For firms currently using virtual assets to settle cross‑border payments, the operational impact is immediate. Workflows that relied on stablecoins to bridge jurisdictions will need to be re‑engineered to comply with the eFX rule. That can involve re‑routing payments through official FX transactions or utilizing non‑resident real accounts, as permitted under the new standard. The change affects both domestic eFX providers and the foreign entities they transact with, aligning settlement practices across counterparties.

Companies operating under transitional eFX status—those not yet included among approved provider categories—may continue to offer services only if they pursue central bank authorization by May 31, 2027. The timeline provides a window for regulatory onboarding, but it does not delay the settlement restriction: the prohibition on using virtual assets for payments and receipts inside the eFX framework is already in force. As a result, providers seeking authorization will have to demonstrate compliance from the outset, incorporating the new settlement parameters into their business models.

For market participants, the central message is that while domestic crypto activity is not broadly banned, the supervised cross‑border channel now has stricter boundaries. Trading desks, payment firms, and liquidity providers are likely to reassess their choice of rails for moving value between Brazil and other markets. That may influence how they source liquidity, manage timing, and coordinate with counterparties, particularly for transactions that previously favored stablecoins for speed and predictability.

Broader Impact

The central bank has also outlined its perspective on stablecoins beyond the eFX context. In a technical note submitted to Congress, it warned that stablecoins issued outside its supervisory perimeter could face an outright domestic ban or be subject to stringent conditions.

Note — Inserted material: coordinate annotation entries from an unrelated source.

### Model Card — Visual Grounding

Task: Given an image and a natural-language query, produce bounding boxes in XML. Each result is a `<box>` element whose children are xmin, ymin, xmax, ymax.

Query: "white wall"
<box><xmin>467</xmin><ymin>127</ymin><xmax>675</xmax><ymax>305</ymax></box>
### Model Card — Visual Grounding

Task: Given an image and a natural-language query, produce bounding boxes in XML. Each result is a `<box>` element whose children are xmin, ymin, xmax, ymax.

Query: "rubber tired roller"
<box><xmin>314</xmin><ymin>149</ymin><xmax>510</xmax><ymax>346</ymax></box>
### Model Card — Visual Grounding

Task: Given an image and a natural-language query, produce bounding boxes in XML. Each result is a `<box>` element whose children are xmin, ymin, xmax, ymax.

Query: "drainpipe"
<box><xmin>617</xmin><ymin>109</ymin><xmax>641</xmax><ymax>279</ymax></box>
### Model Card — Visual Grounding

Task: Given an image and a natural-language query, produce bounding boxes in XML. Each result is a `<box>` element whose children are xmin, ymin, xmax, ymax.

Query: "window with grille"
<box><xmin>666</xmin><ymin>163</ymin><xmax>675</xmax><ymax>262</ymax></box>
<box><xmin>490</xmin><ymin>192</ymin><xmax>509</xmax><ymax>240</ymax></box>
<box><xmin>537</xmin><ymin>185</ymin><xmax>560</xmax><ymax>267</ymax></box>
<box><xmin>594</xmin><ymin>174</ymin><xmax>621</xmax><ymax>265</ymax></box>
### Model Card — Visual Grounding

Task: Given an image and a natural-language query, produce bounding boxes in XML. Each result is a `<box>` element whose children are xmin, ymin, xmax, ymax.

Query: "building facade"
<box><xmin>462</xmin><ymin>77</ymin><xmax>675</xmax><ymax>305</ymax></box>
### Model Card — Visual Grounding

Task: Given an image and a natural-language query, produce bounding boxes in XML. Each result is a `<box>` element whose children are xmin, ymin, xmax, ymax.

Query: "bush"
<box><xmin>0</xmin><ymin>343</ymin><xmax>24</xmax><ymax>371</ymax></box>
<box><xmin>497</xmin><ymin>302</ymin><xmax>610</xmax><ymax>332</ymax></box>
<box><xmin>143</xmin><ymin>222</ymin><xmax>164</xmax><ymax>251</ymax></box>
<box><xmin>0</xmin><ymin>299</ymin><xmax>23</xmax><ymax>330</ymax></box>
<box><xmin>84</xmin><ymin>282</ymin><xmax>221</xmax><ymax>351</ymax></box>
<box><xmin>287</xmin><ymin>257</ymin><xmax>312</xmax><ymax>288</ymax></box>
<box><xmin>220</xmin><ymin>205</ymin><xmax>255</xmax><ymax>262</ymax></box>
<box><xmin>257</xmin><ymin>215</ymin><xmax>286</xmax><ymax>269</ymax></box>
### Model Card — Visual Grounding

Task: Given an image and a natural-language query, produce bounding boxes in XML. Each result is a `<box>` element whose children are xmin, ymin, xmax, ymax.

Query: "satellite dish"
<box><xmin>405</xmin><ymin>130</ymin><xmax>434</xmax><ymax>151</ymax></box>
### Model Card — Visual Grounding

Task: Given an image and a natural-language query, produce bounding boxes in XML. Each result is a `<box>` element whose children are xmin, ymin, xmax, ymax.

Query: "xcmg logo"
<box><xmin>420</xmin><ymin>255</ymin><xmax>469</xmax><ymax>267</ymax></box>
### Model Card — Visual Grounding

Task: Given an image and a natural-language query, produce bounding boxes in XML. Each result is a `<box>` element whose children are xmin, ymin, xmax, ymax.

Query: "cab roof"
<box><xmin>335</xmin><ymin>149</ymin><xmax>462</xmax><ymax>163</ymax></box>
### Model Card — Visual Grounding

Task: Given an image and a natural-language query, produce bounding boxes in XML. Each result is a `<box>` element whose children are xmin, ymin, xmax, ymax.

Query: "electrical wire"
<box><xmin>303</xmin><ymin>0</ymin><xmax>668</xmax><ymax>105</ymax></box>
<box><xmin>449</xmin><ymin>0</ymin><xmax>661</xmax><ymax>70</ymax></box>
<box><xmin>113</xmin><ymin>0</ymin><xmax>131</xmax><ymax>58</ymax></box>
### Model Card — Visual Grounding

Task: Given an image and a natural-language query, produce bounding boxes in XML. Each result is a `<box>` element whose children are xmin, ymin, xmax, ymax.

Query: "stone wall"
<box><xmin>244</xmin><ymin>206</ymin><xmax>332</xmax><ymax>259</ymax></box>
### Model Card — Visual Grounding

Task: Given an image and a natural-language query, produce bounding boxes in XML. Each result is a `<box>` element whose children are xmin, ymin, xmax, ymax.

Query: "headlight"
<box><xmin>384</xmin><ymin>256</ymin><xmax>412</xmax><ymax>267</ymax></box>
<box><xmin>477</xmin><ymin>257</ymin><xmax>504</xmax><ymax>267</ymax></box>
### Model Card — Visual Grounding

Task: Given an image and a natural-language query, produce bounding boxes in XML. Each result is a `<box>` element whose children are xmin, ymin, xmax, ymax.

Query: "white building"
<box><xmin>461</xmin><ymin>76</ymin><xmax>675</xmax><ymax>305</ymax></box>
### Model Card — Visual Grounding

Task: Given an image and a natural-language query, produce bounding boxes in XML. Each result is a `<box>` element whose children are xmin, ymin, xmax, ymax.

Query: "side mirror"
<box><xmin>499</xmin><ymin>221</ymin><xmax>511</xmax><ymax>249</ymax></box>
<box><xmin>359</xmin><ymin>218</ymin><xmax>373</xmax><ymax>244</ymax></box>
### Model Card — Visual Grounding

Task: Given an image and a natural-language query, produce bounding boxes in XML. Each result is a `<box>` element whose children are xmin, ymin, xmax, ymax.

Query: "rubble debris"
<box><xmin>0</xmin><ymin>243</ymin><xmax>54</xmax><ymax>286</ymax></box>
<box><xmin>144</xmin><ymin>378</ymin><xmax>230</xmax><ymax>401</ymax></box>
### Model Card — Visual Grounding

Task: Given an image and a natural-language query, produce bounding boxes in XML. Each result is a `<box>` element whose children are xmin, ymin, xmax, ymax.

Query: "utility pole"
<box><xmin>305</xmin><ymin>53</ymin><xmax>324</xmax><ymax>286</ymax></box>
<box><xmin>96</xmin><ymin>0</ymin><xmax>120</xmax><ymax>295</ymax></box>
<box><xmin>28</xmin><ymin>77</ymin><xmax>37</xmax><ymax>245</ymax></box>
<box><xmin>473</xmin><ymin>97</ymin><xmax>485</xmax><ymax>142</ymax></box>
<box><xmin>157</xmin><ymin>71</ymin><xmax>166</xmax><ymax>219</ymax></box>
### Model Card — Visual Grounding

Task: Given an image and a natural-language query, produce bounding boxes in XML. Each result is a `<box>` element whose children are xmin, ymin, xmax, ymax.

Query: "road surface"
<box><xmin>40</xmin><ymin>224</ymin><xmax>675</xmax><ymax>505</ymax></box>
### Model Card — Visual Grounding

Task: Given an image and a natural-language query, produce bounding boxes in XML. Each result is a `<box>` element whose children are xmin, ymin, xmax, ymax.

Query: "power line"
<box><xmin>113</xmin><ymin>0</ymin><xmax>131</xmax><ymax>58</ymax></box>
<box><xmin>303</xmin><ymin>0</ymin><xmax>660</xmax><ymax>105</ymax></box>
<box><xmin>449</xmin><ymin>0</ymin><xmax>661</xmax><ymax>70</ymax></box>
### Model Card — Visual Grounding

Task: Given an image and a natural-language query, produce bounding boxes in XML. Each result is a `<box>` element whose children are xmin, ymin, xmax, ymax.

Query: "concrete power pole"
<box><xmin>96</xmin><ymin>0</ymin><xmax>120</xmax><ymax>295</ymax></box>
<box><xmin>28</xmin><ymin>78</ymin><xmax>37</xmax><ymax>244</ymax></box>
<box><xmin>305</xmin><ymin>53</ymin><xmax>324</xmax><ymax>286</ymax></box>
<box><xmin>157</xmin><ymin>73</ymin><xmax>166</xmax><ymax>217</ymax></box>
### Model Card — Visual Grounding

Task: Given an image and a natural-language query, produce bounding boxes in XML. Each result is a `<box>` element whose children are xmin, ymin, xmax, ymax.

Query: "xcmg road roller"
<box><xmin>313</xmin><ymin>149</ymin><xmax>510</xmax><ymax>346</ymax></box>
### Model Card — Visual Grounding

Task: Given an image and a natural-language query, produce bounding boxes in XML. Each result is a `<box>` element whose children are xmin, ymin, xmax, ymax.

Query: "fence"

Real‑denominated stablecoins created without oversight raise concerns for regulatory fairness and monetary control, while foreign‑currency stablecoins present separate issues around jurisdiction, capital movement, and the potential fragmentation of the payments system.

Taken together, these positions suggest a regulatory architecture designed to maintain clear lines around payment settlement, monetary sovereignty, and prudential supervision. For crypto service providers, that points to higher compliance expectations and a need to evidence robust controls around anti‑money laundering, taxation, and reserve management—particularly where stablecoins interface with regulated payment flows.

In the near term, eFX providers will likely focus on migration plans: transitioning any crypto‑based settlement legs to approved FX channels, re‑papering relationships with foreign counterparties to reflect the new requirements, and reconfiguring treasury operations to handle settlement in official currencies or via non‑resident real accounts. Firms that relied on stablecoins for intra‑day flexibility may also revisit liquidity buffers and cut‑off times to maintain service levels under the updated framework.

For the broader crypto market, the measure underscores a distinction between trading activity and settlement eligibility within supervised systems. Spot trading and on‑chain transfers can continue outside the eFX rails, but when transactions intersect with Brazil’s regulated cross‑border infrastructure, only specified instruments qualify. That delineation may influence how investors structure cross‑border strategies tied to Brazil, as well as how liquidity is sourced for trades that eventually settle through the official FX apparatus.

As the rule takes effect, the market will watch how quickly providers adapt and whether the shift alters the composition of cross‑border flows that previously leaned heavily on stablecoins. With BTCUSD quoted at $78,319 on the 24‑hour chart: TradingView, participants are gauging regulatory developments alongside price dynamics, weighing how settlement choices might affect execution and the availability of preferred payment rails. The central bank’s move leaves broader crypto usage intact but redraws the map for how regulated cross‑border payments are completed in Latin America’s largest economy.